According to the poet, “None of us is only one thing or another – we’re contradictions of many things, race, gender, sexuality, class, education, and many of us have fluid identities. The poem looks at how slippery identity can be, how QTIPOC are often ‘othered’, and at the same time it celebrates uniqueness.”
i
I black I white
I British I not?
I city I tree
I sessile pedunculated
I queer or straight
when I walk that mudded line
down the middle
I’m fearless boxed-in
Untickable ubiquitous
I’m northern South China
Ricepotatapastarasta
I, me, myself, the-one-and-only, I
I, product of another, other
I, I, I
I’m words crammed in my mouth
dripped on me tongue
I spit some
others I eat like air
I love, I hate, I’m love, I’m lost
I am my father, my son and
my holy mother
I am no ghost
I flesh I blood group O
I lyric third person natterjack
Formal Free
Seeing the light
This piece touches on another shared theme Ian identified while listening to the collection – “that moment of realisation when you know you have to take a step into the unknown to survive. Again, this could simply be a British QTIPOC going to a queer club for the first time; but it might involve a more perilous journey; a refugee fleeing persecution because of their sexuality or gender identity.”
Ian developed the poem shortly after a trip to Orkney and, while there, had visited Maeshowe, which he describes as “a place steeped in mystery and spirituality, which sparked the idea and central metaphor of the poem.”
SEEING THE LIGHT
The Vikings smashed through the roof.
About nine hundred years ago –
four millennia after Maeshowe was built,
our chirpy guide informs us.
She translates a small faded wall engraving
that brings to mind a line of pine trees
scratched on a desk by a bored child:
Ofram the son of Sigurd carved these runes.
Famously, Maeshowe’s entrance tunnel aligns
with the setting mid-winter sun
to illuminate its central chamber
with a minor miracle.
I imagine Ofram – longing to escape
a world of pillaging and chainmail masculinity –
notching his name inside the Neolithic burial cairn
nine hundred winter solstices ago.
I picture his awe-struck jaw
as the sun’s gold spear impales the gloom.
A shaft of insight.
Battle axe clatters
to sandstone floor.
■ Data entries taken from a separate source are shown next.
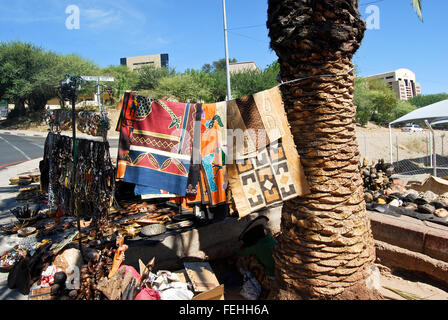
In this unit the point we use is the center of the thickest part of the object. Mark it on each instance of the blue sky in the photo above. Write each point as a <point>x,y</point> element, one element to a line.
<point>191,32</point>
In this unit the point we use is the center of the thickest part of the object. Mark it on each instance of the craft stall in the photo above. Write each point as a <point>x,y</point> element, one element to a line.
<point>179,166</point>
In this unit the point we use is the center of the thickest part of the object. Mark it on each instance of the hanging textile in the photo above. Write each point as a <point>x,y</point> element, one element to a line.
<point>267,168</point>
<point>161,144</point>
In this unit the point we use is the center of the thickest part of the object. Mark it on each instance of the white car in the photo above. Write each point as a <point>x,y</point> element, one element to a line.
<point>412,128</point>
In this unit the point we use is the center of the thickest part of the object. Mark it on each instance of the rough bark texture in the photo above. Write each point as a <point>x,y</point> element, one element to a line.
<point>326,245</point>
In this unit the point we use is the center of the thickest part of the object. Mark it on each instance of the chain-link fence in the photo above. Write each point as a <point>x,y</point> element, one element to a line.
<point>412,152</point>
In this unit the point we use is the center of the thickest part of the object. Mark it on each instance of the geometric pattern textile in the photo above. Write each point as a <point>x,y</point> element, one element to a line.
<point>263,181</point>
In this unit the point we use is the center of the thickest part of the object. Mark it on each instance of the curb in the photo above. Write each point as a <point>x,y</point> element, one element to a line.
<point>411,234</point>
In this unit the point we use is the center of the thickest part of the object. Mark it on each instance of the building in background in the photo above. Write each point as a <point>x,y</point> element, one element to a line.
<point>402,81</point>
<point>157,60</point>
<point>236,67</point>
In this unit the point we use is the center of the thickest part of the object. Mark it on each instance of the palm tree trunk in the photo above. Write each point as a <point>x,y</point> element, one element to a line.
<point>326,247</point>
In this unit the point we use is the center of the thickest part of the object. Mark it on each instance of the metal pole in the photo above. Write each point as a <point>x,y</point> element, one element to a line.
<point>443,153</point>
<point>431,142</point>
<point>435,154</point>
<point>229,91</point>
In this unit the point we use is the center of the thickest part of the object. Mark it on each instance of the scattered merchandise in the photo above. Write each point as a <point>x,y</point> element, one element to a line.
<point>93,123</point>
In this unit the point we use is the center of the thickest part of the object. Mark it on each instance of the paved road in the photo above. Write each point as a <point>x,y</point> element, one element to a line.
<point>16,149</point>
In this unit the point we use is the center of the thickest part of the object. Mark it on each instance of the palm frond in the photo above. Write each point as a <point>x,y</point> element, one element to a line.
<point>418,8</point>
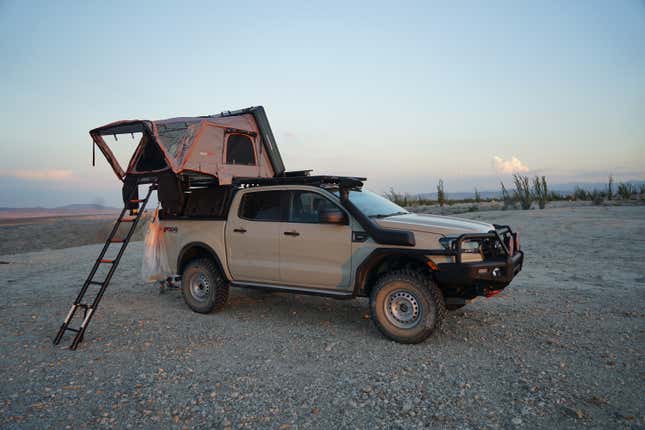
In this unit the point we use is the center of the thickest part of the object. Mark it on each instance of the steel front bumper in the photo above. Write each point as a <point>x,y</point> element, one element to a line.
<point>483,278</point>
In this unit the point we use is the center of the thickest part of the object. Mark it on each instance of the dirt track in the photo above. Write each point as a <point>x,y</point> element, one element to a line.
<point>563,346</point>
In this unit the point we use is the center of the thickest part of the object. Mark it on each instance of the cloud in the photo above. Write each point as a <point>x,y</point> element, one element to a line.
<point>38,175</point>
<point>514,165</point>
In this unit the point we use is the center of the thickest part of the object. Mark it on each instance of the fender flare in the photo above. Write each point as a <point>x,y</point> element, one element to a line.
<point>377,256</point>
<point>211,253</point>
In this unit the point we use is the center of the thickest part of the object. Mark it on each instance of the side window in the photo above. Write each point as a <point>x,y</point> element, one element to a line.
<point>306,206</point>
<point>239,150</point>
<point>262,206</point>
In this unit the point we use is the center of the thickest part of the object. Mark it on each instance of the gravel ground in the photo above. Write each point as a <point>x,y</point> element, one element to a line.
<point>563,346</point>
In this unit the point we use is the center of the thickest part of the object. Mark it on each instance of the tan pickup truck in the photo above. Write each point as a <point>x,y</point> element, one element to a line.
<point>328,236</point>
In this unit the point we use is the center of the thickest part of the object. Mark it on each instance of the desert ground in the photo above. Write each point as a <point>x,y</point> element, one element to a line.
<point>563,346</point>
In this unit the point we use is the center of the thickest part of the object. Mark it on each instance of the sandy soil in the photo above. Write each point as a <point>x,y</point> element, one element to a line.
<point>55,232</point>
<point>563,346</point>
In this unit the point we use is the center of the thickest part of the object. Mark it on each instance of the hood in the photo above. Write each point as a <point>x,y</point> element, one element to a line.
<point>444,225</point>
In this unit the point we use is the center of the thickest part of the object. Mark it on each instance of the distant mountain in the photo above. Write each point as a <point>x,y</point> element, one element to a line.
<point>67,210</point>
<point>78,207</point>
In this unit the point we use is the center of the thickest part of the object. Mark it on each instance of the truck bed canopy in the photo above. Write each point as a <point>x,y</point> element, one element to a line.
<point>224,146</point>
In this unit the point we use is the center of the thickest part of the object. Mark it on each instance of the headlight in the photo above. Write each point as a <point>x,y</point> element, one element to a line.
<point>447,242</point>
<point>467,246</point>
<point>471,246</point>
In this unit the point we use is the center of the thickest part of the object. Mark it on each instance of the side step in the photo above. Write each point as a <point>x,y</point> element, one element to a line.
<point>336,294</point>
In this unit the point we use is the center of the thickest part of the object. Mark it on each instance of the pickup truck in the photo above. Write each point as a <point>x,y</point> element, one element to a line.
<point>328,236</point>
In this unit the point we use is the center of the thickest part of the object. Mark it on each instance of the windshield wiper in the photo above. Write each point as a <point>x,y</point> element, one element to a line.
<point>387,215</point>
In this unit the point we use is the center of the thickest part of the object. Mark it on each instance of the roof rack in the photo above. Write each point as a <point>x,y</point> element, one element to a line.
<point>350,182</point>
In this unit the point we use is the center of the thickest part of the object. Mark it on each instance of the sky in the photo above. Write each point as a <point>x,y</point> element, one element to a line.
<point>403,93</point>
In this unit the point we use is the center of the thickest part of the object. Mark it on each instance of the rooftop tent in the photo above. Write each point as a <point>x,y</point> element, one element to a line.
<point>224,146</point>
And there,
projected on the back wall:
a shimmering doorway of light,
waiting for someone brave as a Viking.
Prayer for The Fabulous Ones
This piece aims to remind QTIPOC, queer people in general and straight people here in West Yorkshire and the UK that the LGBTIQ+ community should not take freedoms for granted.
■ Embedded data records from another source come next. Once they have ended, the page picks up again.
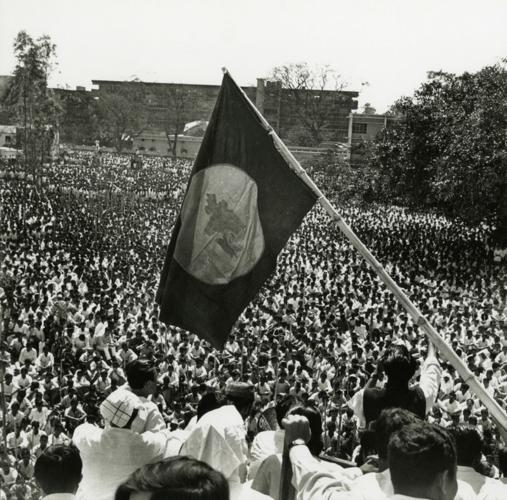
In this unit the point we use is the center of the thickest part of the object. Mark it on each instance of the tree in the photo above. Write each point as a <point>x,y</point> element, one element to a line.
<point>312,95</point>
<point>29,101</point>
<point>122,114</point>
<point>180,108</point>
<point>450,149</point>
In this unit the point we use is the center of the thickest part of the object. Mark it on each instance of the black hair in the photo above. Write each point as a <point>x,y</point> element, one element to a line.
<point>283,405</point>
<point>139,372</point>
<point>398,364</point>
<point>468,444</point>
<point>390,421</point>
<point>417,453</point>
<point>502,461</point>
<point>58,469</point>
<point>207,403</point>
<point>309,411</point>
<point>178,477</point>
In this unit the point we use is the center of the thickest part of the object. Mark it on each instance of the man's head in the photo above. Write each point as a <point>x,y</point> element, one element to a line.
<point>422,462</point>
<point>241,395</point>
<point>58,470</point>
<point>468,445</point>
<point>176,477</point>
<point>124,410</point>
<point>398,364</point>
<point>390,421</point>
<point>141,377</point>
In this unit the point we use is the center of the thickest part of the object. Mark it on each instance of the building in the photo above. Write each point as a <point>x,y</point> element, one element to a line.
<point>153,142</point>
<point>363,128</point>
<point>183,103</point>
<point>8,136</point>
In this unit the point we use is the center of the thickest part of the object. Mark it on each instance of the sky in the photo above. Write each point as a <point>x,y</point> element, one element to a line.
<point>390,44</point>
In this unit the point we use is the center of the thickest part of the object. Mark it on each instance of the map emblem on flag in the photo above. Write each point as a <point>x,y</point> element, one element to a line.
<point>221,236</point>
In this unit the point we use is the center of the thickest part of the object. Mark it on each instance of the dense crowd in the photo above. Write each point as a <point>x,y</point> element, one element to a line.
<point>82,245</point>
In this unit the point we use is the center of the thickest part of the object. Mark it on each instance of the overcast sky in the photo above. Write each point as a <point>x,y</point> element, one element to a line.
<point>391,44</point>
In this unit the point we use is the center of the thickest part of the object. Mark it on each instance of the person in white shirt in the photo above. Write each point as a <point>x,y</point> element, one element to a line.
<point>57,472</point>
<point>421,459</point>
<point>400,367</point>
<point>469,451</point>
<point>219,439</point>
<point>111,454</point>
<point>183,476</point>
<point>142,381</point>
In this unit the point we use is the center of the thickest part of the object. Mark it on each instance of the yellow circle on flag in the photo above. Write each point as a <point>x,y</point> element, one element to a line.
<point>221,235</point>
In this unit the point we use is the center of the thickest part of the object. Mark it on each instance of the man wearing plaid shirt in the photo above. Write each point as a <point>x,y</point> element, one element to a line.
<point>111,454</point>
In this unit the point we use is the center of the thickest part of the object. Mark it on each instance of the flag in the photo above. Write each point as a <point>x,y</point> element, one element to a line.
<point>241,205</point>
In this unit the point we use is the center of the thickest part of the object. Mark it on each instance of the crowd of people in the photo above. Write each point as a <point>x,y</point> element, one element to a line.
<point>82,242</point>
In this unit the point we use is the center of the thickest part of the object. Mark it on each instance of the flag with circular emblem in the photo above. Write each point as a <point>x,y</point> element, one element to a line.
<point>241,205</point>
“Although it’s important to celebrate our culture, our Pride,” Ian suggests, “we shouldn’t lose sight of those less fortunate than ourselves and, ideally, we should fight for their rights in the same way others who came before us fought for ours.”
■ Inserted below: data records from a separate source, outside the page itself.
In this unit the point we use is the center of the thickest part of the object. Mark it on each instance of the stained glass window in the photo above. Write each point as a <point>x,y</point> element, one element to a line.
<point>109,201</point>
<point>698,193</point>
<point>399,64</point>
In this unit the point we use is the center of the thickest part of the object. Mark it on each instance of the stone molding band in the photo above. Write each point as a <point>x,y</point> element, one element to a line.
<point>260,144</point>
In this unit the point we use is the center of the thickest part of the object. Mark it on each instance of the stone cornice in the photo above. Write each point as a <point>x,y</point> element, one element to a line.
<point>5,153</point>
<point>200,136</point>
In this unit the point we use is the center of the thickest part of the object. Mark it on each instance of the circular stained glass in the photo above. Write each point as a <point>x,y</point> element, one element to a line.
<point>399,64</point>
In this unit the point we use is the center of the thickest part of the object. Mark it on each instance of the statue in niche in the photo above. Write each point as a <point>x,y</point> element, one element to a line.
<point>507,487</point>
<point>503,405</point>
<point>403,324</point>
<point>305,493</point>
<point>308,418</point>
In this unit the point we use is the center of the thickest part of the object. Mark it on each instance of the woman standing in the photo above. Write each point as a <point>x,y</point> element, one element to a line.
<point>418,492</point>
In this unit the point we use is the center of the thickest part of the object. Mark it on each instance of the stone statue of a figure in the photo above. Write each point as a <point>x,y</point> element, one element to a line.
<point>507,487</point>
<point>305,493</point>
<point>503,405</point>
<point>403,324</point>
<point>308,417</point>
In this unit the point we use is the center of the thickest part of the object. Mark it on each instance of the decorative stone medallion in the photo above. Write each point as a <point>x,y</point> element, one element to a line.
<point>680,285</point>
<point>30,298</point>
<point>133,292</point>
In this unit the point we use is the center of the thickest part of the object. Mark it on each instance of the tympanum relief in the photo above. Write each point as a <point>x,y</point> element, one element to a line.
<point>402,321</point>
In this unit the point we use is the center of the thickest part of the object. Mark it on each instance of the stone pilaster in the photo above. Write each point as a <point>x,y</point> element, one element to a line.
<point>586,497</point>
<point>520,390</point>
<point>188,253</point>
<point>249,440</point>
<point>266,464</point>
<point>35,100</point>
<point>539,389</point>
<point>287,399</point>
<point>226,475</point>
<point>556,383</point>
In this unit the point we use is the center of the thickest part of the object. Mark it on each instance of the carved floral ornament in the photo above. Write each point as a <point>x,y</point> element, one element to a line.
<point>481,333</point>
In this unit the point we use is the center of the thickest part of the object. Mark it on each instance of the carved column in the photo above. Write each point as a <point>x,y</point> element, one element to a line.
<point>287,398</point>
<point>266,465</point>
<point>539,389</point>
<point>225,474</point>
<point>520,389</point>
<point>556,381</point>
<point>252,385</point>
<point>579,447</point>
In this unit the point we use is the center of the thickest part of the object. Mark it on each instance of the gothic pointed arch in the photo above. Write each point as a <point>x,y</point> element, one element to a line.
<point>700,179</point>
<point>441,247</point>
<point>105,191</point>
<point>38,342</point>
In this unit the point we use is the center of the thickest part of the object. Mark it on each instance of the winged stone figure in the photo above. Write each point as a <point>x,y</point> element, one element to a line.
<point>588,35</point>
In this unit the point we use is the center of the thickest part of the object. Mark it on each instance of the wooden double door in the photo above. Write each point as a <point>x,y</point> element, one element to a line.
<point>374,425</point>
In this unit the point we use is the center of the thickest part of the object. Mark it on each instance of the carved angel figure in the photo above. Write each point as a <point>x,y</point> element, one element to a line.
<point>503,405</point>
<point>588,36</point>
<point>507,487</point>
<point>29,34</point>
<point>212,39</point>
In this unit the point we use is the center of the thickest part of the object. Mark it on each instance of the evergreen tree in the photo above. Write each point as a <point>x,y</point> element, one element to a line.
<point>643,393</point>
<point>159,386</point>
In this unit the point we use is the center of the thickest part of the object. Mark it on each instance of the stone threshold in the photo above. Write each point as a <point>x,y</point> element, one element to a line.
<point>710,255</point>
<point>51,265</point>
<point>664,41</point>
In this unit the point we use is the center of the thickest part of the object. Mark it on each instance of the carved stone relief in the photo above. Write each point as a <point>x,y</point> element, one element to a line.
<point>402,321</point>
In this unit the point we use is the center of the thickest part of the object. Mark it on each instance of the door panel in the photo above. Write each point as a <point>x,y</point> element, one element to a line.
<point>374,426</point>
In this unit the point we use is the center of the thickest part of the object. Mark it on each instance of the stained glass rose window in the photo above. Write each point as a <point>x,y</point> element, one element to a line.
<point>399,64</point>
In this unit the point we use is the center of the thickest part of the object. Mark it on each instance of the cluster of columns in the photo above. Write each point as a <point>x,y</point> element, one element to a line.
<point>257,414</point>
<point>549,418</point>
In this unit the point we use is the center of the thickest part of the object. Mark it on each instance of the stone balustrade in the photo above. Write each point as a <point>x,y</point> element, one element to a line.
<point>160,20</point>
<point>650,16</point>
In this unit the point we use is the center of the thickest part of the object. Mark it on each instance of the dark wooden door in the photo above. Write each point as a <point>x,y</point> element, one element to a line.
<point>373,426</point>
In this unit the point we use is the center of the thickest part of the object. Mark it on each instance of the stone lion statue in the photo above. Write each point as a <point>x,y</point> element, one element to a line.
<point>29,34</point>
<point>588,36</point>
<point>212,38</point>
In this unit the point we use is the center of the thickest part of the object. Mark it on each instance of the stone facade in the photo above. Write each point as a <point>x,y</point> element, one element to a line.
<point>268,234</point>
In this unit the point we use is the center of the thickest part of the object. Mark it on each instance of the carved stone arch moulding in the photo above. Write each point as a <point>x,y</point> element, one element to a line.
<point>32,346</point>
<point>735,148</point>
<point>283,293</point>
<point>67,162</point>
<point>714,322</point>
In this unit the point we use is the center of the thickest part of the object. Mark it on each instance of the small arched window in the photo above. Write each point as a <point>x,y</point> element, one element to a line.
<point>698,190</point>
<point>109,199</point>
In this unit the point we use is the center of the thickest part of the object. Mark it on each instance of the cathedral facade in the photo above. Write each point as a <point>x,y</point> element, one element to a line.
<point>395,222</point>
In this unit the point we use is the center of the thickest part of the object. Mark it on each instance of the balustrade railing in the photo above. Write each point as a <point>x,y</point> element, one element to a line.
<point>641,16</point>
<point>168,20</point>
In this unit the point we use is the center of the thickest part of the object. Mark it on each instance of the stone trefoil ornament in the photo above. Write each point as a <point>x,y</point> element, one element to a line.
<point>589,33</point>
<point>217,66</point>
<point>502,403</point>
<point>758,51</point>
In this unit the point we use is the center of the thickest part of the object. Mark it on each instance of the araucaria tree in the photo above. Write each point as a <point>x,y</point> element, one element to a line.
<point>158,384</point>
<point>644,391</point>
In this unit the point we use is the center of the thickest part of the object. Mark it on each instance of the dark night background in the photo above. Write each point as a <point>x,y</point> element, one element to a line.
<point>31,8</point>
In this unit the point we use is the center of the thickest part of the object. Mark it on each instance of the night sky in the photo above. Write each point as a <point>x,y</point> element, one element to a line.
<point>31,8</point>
PRAYER FOR THE FABULOUS ONES
Hail Big Maries, full of gin,
The Love is with thee.
Blessed art thou amongst drag queens,
and blessed is the fruit on thy headpiece, Jesus,
that is the biggest drunkest Mary I’ve ever seen.
Holler-at-the-moon – you wigslip Mothers
of Stonewall, of Pride,
of Hamoudi al-Mutairi, aged 14,
stabbed to death in Iraq for ‘looking gay’,
of Russian queer rights activist, Yelena Grigoryeva,
murdered after her name and address appeared online
on an anti-LGBT ‘hit list’. The year of our Lord 2019.
Sashay for us, Big Maries
and those who sing against us,
now and at the hour of last orders. Amen.